Ice Cream Flavour
In this first post of 2023, I am going to examine whether the way in which food is described or labelled can influence what it tastes like and even how much we like it. I will then argue that by simply changing the name or description of an ice cream flavour, we can change not only what it tastes like, but also how much it is liked. Finally, I will discuss the implications of this research for both commercial ice cream producers and domestic cooks. As always, one of the joys of blogging is the collaborative process of co-creation so do feel free to get in touch with ideas or questions.
Using evocative, descriptive names such as ‘Single-Origin Fine Ecuadorian Chocolate’ versus ‘Chocolate’, and ‘Grade-A Madagascan Vanilla Bean’ versus ‘Vanilla’, when naming ice cream flavours, is likely to significantly increase consumers’ liking of them. Ensure that the actual quality of your ice cream matches its fancy description.
It will likely taste significantly more chocolaty if you call or describe chocolate ice cream ‘dark’ chocolate rather than ‘milk’ chocolate.
How Food Tastes
Interestingly, the way food is described or labelled can influence what it tastes like. In a study by Wansink et al. (2000), researchers found that participants who ate nutrition bars that were falsely described as containing ‘soy protein’ (all of the nutrition bars in the study did not contain any soy protein) reported tasting more grainy, less flavourful, and having a stronger aftertaste compared to identical nutrition bars that did not have ‘soy’ on the package. Shankar et al. (2009)2 found that people rated M&Ms labeled as ‘dark’ as tasting significantly more chocolatey than those labeled as ‘milk’ chocolate, suggesting that just a single-word is needed to modify people’s judgements of taste.
What We Like About It
Many studies have shown that the way food is described or labelled can significantly influence how much we like it. In a study by Wansink et al. (2005),3 participants who ate savoury foods that had been given an evocative, descriptive name, e.g. ‘Succulent Italian Seafood Filet’, actually generated double the number of positive comments about the food and rated it more appealing, tasty, and caloric compared to those who ate regularly-named counterparts, e.g. ‘Seafood Filet’.
In a similar vein, Yeomans et al. (2001)4 found that labeling a tomato soup with a name that implied a higher level of quality (e.g. ‘Gastronome’s Connoisseur’s Choice Cream of Tomato’ versus ‘McTaggart’s Lean and Low Tomato’) resulted in a significantly higher hedonic rating.

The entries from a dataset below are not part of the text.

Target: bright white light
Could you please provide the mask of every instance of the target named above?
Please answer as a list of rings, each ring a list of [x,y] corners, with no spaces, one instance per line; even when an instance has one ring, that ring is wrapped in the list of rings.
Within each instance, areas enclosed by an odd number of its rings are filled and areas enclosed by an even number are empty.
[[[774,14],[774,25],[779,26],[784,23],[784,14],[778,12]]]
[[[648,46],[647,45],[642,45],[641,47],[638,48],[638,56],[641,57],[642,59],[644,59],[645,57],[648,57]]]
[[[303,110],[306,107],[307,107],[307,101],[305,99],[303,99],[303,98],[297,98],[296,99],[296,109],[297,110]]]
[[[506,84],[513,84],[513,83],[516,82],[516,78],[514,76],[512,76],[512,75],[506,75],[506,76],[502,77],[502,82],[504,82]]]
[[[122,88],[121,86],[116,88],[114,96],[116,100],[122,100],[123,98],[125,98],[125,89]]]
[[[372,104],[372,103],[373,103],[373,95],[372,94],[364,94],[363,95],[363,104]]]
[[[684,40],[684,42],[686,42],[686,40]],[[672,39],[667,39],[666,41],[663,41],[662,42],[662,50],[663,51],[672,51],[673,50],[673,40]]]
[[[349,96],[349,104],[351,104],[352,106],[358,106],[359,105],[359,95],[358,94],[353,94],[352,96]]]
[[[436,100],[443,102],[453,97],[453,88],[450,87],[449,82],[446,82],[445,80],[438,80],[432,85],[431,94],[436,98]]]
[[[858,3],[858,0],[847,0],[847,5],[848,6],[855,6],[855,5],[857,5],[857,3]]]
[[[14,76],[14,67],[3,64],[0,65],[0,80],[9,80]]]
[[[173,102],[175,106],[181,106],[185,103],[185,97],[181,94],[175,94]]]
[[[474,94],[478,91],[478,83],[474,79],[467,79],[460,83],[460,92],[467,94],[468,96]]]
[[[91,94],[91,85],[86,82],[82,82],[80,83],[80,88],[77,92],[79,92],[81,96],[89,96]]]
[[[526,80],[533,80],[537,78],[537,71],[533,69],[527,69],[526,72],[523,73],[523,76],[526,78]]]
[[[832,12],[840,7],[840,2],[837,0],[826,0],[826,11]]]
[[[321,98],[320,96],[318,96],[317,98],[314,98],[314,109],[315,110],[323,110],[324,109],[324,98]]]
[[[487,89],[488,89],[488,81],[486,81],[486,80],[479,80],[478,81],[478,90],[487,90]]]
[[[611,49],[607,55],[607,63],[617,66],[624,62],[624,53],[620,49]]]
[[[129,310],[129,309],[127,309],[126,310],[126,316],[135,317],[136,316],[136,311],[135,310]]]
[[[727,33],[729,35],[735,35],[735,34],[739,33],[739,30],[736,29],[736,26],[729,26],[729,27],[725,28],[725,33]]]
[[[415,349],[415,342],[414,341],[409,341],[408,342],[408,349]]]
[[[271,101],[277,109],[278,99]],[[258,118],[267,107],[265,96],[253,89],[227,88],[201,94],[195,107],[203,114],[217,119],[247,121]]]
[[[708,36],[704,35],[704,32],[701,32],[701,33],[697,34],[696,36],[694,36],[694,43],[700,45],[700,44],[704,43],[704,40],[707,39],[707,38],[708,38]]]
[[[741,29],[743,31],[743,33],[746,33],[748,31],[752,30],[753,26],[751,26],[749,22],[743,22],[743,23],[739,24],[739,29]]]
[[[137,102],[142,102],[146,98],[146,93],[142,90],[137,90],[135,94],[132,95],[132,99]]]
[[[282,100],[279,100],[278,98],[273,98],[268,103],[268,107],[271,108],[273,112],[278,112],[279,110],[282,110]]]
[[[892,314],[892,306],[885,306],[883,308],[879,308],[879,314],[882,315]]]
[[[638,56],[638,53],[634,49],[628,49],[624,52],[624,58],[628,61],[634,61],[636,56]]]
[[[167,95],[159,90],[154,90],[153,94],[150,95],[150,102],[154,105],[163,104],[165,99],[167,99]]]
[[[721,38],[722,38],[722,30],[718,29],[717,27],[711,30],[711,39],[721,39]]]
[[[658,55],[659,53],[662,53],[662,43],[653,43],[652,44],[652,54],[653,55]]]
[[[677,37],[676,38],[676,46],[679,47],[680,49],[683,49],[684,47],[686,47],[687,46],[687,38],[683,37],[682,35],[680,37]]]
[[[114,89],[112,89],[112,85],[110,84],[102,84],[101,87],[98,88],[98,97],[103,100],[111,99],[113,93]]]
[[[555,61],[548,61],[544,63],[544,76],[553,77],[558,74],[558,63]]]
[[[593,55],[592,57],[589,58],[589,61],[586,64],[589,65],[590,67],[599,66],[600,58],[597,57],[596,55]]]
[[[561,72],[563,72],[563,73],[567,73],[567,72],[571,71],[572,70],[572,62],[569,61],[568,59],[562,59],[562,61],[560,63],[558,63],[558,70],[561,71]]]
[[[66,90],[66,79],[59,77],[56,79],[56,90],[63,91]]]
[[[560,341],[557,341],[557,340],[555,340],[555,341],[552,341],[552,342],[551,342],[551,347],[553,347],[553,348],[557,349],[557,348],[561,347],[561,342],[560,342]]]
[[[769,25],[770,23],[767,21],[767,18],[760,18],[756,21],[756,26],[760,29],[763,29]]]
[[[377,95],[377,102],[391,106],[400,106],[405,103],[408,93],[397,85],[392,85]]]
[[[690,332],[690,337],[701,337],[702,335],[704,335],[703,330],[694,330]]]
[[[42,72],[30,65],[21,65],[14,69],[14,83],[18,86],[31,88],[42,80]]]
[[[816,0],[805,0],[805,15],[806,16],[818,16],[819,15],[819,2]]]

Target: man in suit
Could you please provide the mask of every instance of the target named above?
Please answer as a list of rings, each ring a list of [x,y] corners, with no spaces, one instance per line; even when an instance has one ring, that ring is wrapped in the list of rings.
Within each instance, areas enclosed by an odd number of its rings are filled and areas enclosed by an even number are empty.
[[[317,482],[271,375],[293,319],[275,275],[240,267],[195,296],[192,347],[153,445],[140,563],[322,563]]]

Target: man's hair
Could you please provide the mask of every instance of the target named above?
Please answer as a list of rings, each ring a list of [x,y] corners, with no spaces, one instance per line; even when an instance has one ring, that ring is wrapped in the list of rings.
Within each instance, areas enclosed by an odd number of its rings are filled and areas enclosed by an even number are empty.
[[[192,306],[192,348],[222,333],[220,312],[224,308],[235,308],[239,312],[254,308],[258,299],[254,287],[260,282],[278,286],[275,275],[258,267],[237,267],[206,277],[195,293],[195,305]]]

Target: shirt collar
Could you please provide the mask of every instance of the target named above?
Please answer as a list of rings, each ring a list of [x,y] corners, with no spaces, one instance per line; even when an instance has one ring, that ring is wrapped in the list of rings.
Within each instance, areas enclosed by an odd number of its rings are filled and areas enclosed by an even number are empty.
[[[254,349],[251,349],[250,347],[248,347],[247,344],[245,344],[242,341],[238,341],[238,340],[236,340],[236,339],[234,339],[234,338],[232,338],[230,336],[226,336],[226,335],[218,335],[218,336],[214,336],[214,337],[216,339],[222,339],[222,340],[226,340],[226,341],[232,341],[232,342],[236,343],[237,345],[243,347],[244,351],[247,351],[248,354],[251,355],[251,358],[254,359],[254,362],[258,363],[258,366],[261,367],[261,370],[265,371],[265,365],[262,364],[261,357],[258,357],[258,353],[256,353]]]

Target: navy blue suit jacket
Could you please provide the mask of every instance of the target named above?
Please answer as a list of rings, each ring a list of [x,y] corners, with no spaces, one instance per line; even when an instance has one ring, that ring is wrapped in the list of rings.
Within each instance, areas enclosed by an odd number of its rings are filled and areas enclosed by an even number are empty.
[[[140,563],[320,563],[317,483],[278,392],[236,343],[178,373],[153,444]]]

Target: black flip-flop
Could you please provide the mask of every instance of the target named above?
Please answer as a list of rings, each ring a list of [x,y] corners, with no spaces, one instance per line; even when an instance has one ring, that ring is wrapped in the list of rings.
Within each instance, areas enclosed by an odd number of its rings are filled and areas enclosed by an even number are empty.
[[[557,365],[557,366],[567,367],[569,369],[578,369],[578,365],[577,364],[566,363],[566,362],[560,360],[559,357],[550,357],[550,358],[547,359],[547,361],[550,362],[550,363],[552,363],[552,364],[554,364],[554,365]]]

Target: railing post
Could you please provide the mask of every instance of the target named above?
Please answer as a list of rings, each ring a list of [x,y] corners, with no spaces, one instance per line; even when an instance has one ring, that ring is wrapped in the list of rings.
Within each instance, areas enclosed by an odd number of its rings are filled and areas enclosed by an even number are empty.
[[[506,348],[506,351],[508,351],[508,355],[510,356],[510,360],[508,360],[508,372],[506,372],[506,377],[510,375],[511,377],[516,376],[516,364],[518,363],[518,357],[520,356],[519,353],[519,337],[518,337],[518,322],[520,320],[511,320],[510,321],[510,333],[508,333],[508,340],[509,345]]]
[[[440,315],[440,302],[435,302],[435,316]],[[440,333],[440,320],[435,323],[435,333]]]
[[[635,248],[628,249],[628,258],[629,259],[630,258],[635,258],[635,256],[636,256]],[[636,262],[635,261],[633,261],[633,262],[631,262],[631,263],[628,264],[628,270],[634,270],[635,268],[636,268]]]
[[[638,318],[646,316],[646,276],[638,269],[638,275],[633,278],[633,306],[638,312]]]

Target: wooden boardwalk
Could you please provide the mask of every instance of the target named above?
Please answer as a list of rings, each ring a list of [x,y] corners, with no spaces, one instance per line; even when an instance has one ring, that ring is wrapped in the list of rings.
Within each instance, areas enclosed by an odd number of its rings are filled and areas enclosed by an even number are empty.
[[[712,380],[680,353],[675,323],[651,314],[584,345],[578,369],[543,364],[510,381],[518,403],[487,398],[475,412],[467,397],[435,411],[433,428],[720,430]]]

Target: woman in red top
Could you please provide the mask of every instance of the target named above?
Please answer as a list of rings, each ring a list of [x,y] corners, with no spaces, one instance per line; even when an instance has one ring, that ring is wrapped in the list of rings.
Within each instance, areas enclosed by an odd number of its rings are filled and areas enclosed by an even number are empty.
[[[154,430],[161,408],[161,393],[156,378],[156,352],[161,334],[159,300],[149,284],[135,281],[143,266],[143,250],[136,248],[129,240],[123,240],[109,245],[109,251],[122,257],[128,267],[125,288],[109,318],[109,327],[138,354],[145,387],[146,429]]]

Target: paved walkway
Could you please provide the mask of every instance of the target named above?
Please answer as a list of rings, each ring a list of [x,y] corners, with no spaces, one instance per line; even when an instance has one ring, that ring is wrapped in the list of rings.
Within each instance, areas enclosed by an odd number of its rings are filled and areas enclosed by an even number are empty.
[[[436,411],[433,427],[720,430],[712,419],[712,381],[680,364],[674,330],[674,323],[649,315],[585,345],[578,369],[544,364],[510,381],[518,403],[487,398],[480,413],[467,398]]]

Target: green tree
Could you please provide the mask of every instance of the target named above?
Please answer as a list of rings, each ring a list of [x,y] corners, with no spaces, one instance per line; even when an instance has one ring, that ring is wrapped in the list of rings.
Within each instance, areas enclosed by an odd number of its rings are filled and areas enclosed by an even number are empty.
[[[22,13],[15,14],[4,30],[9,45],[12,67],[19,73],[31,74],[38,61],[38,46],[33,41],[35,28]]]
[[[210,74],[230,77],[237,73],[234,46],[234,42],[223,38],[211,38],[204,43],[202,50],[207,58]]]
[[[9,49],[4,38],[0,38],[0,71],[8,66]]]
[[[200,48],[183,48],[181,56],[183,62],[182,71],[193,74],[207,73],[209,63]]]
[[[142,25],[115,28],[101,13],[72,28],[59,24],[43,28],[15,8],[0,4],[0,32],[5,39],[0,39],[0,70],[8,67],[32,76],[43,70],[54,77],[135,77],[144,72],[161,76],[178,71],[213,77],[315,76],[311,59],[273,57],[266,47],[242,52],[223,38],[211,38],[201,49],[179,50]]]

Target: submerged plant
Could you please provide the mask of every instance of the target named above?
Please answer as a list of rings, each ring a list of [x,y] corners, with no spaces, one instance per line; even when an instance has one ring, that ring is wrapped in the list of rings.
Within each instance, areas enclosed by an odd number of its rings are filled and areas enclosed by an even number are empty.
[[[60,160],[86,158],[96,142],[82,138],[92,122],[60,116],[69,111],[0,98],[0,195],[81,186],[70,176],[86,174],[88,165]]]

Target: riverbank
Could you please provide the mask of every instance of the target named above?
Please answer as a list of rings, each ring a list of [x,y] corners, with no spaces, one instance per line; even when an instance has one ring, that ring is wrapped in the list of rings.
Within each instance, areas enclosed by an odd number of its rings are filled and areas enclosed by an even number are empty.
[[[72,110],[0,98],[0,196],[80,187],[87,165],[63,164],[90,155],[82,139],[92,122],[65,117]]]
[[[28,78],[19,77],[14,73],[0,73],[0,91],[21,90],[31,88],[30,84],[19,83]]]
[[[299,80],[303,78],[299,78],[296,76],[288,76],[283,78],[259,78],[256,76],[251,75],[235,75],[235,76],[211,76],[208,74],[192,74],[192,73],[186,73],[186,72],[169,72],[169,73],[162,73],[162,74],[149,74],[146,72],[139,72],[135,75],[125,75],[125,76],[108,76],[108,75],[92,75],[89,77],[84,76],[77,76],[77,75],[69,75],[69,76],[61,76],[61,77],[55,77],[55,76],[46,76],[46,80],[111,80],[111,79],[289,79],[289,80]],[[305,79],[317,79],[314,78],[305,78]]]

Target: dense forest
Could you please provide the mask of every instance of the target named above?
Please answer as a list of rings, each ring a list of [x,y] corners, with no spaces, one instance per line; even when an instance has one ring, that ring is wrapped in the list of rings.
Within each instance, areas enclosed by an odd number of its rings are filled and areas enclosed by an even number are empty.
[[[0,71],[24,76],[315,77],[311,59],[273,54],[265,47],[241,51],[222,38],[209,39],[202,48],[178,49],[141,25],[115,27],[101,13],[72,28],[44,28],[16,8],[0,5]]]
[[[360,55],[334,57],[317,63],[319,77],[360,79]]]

In a study by Lee et al. (2006)5 people drinking in a university campus bar were asked to taste two beers: a regular beer and MIT Brew, which was actually regular Budweiser plus a few drops of balsamic vinegar, and then to indicate which beer they preferred. Among drinkers who were provided with no information other than the modified beer’s name, the majority (59%) preferred the modified beer to the regular beer.
(2009)6 found that participants who tasted different solutions aimed at stimulating the basic tastes (sour, bitter, sweet, and salty) liked them significantly more when they were given food names such as “lemon”, “coffee jelly”, “caramel candy”, and “consommé soup”, rather than random numbers, especially when the names and tastes were perceived to be congruent.
Parker and Penfield (2005)7 used four different commercial vanilla ice creams to determine whether labelling the vanilla type affected consumer perception. One ice cream contained natural vanilla, one contained artificial vanilla, and the other two contained a mixture of natural and artificial flavoring. The researchers found that the vanilla ice cream containing natural vanilla was liked more when it was labelled ‘natural’ than when it was not labelled. The researchers also found that the artificially flavoured ice cream was liked less when labelled ‘artificial’ than when it was not labelled.
Shankar et al. (2009) argue that the most likely explanation for the impact that food labelling and description has on hedonic and sensory responses to foods is through the creation of expectations. Whenever we eat or drink, our brain uses past experiences with the food or drink in front of us (known as top-down processing), as well as its visual appearance, smell, sound, touch, description, and label (bottom-up processes) to set up powerful expectations about its taste/flavour (sensory-based expectations) and about how much we are going to like it (hedonic-based expectations). When we then consume the food or drink, our expectations will either be confirmed or disconfirmed.